2 Corinthians 12:9-10

New International Version (NIV)

9 But he said to me, “My grace is sufficient for you, for my power is made perfect in weakness.”Therefore I will boast all the more gladly about my weaknesses, so that Christ’s power may rest on me. 10 That is why, for Christ’s sake, I delight in weaknesses, in insults, in hardships, in persecutions, in difficulties. For when I am weak, then I am strong.

Friday, August 20, 2010

Doubt or Disbelief??

DoubtImage by Shahram Sharif via Flickr
I went for a walk with my dad this evening.  We usually talk about a number of things on our walks, which happen about once a week.  Tonight we talked a lot about his results from his second opinion. It's funny because the same things that were going through my mind were going though his mind as well.  So many questions with no answers?

How does one test show one thing and another test show something else?  Was the test done correctly?  What if the test is wrong?  What if? What if? What if?  We both had the same questions or  doubts or maybe I should say disbelief.  But who are we questioning or doubting or disbelieving?

I have been struggling with this for the past week or so.  I prayed for a miracle, on my knees through my tears prayed and prayed and prayed.  Praying till exhaustion for an impossible miracle. Through the worst possible scenario my miracle happened and now I am questioning that miracle.  Now I am questioning God.  Why am I questioning this power of God?

When did we stop believing in miracles?  Are we so wrapped up in this world that we think that they are no longer possible.  Has our faith been so tainted that we can no longer believe in the impossible.  We pray, we have faith and when the impossible happens we question it.  Why? Because we mere mortals cannot explain it.

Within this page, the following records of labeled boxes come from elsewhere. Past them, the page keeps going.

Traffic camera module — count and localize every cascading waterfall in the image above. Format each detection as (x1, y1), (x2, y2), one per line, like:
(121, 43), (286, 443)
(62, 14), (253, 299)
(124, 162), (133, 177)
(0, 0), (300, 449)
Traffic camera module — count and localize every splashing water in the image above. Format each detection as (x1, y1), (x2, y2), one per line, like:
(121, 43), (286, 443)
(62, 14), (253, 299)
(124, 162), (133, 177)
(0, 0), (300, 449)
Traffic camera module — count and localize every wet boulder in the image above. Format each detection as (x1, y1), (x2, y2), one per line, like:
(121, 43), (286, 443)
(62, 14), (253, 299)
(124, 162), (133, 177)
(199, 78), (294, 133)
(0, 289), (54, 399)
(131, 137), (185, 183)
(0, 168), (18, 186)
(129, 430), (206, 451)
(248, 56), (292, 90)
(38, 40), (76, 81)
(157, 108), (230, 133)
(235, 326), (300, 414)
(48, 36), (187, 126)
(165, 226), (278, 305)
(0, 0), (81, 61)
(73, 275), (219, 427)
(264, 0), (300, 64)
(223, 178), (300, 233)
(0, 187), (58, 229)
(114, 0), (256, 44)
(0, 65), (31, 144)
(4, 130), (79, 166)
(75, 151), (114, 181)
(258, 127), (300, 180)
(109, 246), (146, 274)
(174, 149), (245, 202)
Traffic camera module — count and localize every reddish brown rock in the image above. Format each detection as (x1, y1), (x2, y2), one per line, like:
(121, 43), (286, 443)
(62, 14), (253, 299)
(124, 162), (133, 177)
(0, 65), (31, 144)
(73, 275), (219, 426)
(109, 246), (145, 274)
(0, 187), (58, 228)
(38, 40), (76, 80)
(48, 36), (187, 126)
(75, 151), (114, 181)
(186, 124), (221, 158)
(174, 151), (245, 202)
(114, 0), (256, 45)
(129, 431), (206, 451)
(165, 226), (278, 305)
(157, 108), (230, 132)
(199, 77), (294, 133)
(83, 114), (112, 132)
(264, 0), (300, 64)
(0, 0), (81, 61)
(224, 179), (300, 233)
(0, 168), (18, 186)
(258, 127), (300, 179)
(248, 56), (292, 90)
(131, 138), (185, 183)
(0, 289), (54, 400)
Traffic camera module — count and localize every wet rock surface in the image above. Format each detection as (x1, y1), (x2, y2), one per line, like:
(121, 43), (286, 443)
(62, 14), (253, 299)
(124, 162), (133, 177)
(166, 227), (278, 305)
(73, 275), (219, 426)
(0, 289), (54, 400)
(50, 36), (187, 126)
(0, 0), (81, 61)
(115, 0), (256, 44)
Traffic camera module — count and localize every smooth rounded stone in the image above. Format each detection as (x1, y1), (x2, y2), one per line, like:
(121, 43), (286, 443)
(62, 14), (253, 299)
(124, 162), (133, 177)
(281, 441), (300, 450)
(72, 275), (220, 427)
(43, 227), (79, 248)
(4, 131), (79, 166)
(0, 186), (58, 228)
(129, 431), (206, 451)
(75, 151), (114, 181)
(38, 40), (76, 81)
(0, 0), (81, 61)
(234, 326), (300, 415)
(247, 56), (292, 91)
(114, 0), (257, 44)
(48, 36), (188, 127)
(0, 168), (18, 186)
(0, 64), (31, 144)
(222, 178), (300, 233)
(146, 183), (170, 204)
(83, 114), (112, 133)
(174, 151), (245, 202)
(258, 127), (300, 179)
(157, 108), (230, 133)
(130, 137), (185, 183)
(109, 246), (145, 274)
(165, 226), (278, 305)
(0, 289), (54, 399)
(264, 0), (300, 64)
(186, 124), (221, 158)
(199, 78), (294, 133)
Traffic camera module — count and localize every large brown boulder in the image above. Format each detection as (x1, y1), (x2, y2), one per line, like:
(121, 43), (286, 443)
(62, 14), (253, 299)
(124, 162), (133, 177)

We serve the God of the impossible, there is NOTHING, nothing that is impossible to him.  He placed the very stars in the sky and He knows them by name.  A presence that is so Holy that the very angels have to cover their eyes.  His mere words spoke the world into existence.  His finger could write words into stone.  He formed me out of nothing and here I am questioning this one small miracle in a world where He has done an unimaginable amount miracles.

How is it that I wouldn't have doubted the bad news, but here I am doubting the good?  What is it with this world that if it can't be explained then something is wrong? 

I have to walk by faith, I have to breathe by faith, especially when I cannot see.  For I serve the God of the IMPOSSIBLE and there is NOTHING that He cannot do!!

Mark 11:23 (KJV)  For verily I say unto you, That whosoever shall say unto this mountain, Be thou removed, and be thou cast into the sea; and shall not doubt in his heart, but shall believe that those things which he saith shall come to pass; he shall have whatsoever he saith.

Proverbs 3:5-6 (KJV)5Trust in the LORD with all thine heart; and lean not unto thine own understanding. 6 In all thy ways acknowledge him, and he shall direct thy paths.